Seu carro será seu motorista

 

CADU, projeto que nasceu no campus da UFMG

Considere que, para a maioria da população, o carro é usado por pouco tempo, mas o custo para mantê-lo não é tão baixo—no Brasil, um carro popular custa pelo menos R$ 700 por mês para ser mantido.

Some a isto o interesse do Uber em substituir seus motoristas por carros autônomos. A mudança reduziria drasticamente os custos de transporte oferecido pela empresa e o barateamento do serviço pode fazer com que a máxima do ter o carro próprio deixe de ser interessante.

Dessa maneira, segundo o pesquisador Zack Kander, “os carros do futuro serão padronizados, elétricos e autônomos e serão vendidos à empresas de transporte”. Para ele, será difícil que a lógica de produção atual—com milhões de carros fabricados todos os dias—sobreviva a essa disrupção. Se Kander estiver certo, a modernização do transporte custará caro para o mercado e as novidades, dependendo do ponto de vista, parecem prever um futuro distópico.

Segundo o anuário de 2009 da Associação Nacional de Veículos Automotores, Anfavea, a indústria automotiva tem ligações que atingem cerca de 200 mil empresas no Brasil. Sua importância para a economia é evidente. Oficinas, borracharias, seguradoras, concessionárias, profissionais liberais (como motoristas, taxistas, serviços como garagens, aluguel, etc.), perderiam postos de trabalho. Além, é claro, das próprias linhas de montagem.

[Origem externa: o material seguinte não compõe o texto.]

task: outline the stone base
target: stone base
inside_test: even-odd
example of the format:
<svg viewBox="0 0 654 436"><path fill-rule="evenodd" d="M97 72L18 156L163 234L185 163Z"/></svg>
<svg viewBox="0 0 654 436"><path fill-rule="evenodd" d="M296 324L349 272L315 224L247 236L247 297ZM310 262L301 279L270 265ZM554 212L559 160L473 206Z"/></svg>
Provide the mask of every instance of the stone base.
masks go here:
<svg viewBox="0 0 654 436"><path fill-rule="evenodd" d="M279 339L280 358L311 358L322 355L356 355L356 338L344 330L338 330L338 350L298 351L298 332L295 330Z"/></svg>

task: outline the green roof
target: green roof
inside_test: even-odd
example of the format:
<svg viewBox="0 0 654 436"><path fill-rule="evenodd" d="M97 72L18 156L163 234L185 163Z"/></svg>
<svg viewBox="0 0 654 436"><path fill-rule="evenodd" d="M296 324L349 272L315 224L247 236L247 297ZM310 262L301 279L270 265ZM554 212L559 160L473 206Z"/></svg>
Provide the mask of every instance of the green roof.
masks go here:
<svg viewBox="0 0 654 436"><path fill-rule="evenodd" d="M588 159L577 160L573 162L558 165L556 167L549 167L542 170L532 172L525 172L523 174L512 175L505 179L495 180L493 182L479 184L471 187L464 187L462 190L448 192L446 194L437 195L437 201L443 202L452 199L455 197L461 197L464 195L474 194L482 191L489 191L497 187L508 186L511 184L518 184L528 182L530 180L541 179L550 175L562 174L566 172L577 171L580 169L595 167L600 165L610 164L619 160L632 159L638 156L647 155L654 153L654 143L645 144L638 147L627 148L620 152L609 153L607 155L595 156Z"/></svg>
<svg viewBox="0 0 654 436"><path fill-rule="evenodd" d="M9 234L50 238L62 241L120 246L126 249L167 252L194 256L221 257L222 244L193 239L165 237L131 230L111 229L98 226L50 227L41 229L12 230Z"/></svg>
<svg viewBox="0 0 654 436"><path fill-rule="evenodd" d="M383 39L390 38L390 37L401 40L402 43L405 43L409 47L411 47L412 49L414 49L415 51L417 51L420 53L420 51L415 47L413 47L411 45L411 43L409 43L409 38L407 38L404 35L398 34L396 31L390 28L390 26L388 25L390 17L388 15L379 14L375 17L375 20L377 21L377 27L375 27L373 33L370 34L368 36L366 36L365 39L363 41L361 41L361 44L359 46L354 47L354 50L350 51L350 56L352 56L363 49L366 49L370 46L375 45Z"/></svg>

No futuro previsto por Orwell, todo mundo será rastreável

Muito além das preocupações de mercado, há problemas na adoção de carros autônomos que se assemelham à distopia orwelliana, de “1984”. Afinal, com a adoção em massa desse tipo de transporte, todo usuário terá rotas e destinos facilmente rastreáveis: seja pelo mercado, seja pelo Estado, seja por hackers.

Aliás, dois hackers deram mostras de como os mais recentes avanços dos computadores de bordo em veículos podem ser perigosos. Em uma demonstração para a revista norte-americana Wired, Charlie Miller e Chris Valasek – hoje funcionários do Uber – invadiram o sistema em rede de um Jeep Cherokee, produzidos pela Fiat Chrysler.

Ao hackear o sistema, eles tinham controle sobre o rádio, vidros elétricos, ar-condicionado e também podiam desligar a transmissão e até acionar os freios do veículo. O repórter que passou pelo experimento classificou a situação como assustadora.

Para o mestre em modelagem matemática e computacional pelo Cefet-MG, Izaquiel Lopes, “esse assunto deve ser ainda muito discutido e é um dos impedimentos para a adoção de carros autônomos”. O cientista frisa que esse debate devia ser mais constante.

Brasileiros são os mais ansiosos pela nova tecnologia

 

Carros do Google circulam sem motorista

Nos EUA, onde modelos de carros autônomos já podem ser vistos circulando, a Cisco System publicou uma pesquisa em 2013 apontando que cerca de 60% dos consumidores norte-americanos usariam tais veículos.

O mesmo estudo mostra que, no Brasil, a aceitação chega a 95%, sendo que, dos países catalogados, é o que mais anseia pela novidade.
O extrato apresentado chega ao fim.